Promoting an early-childhood agenda is a good thing, but Obama’s SOTU statements thus far have been either undone by Congress or undercut by unsound reasoning.
Elementary and Secondary Education
Advocates for elementary and secondary school reform would be happy if the promises made in Obama’s speeches led to the same sort of legislative movement, or even public debate, seen around early-childhood education. Instead, the largest section of the public education system has seen small successes from the State of the Union—and a lesser focus each year. Last year’s address, for example, skipped from early-childhood education to making “sure that a high school diploma puts our kids on a path to a good job” with no mention of the interim years.
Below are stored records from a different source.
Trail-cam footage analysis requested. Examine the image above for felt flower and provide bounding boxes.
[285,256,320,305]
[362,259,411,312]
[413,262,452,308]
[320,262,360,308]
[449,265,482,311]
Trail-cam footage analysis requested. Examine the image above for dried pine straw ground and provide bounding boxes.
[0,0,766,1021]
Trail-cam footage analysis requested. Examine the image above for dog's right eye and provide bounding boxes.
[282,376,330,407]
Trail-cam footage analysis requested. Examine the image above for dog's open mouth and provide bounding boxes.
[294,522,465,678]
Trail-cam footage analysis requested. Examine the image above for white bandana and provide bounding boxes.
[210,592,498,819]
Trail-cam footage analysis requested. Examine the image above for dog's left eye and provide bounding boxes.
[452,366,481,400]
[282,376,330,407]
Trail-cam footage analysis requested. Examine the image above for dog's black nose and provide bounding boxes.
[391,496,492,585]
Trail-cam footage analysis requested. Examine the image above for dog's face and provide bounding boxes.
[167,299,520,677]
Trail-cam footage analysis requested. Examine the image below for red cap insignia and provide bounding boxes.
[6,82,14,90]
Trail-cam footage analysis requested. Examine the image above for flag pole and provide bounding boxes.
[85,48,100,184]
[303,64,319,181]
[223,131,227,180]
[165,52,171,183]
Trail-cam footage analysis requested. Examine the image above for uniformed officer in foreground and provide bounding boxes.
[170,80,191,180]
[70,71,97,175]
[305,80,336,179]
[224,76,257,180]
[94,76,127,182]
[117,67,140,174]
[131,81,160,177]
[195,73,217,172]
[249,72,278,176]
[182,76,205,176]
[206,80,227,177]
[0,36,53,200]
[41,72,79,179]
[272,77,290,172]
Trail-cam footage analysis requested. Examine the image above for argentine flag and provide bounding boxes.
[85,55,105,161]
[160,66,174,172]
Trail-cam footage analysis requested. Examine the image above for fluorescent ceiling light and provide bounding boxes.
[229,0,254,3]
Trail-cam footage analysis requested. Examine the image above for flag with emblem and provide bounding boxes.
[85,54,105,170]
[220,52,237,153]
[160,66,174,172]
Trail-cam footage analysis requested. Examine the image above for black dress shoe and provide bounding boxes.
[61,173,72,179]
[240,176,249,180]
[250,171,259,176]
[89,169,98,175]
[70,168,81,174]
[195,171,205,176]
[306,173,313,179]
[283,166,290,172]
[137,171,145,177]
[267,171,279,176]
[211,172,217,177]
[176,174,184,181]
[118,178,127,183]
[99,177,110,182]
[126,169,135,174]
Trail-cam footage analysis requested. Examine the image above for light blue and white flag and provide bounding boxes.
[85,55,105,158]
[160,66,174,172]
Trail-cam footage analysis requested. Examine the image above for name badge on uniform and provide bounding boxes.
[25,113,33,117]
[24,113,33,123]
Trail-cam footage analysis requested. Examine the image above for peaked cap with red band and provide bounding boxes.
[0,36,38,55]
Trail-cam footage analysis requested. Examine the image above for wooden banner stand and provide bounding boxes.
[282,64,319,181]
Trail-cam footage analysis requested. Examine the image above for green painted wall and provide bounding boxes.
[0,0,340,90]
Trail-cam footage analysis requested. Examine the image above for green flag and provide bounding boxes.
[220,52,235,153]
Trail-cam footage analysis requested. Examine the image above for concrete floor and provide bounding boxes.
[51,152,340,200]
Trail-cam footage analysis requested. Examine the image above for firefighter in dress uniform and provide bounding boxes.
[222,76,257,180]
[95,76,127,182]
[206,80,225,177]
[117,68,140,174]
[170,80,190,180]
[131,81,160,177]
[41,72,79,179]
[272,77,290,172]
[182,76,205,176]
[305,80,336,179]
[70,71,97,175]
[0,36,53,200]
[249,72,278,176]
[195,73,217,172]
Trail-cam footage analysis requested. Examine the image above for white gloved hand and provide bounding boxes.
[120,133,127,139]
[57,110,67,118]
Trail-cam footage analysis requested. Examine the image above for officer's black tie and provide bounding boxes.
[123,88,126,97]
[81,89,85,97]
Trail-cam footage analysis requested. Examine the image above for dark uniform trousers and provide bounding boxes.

Furthermore, though the Common Core debate has been the central focus of education reform nationwide, the President has not once addressed the standards in his speeches (perhaps because it might be politically advantageous for him to keep out of the process). The focus instead has been on how important elementary and secondary education, as a concept, is for our country—the finer details hidden behind lofty ambition and politically favorable platitudes: competitive improvement, local control, more and better teachers.
The education-as-competition metaphor hit a new level in the 2011 SOTU, when the President asserted, “if we want to win the future... [we] have to win the race to educate our kids.” In addition to competing with China and India, the administration’s Race to the Top program has been a common talking point. Obama labeled the Department of Education’s competition-based grant program as “the most meaningful reform of our public schools in a generation” (2011). By offering money to states for innovative approaches to improving education, Obama claims that “for less than 1 percent of what our nation spends on education each year, we’ve convinced nearly every state in the country to raise their standards for teaching and learning” (2012).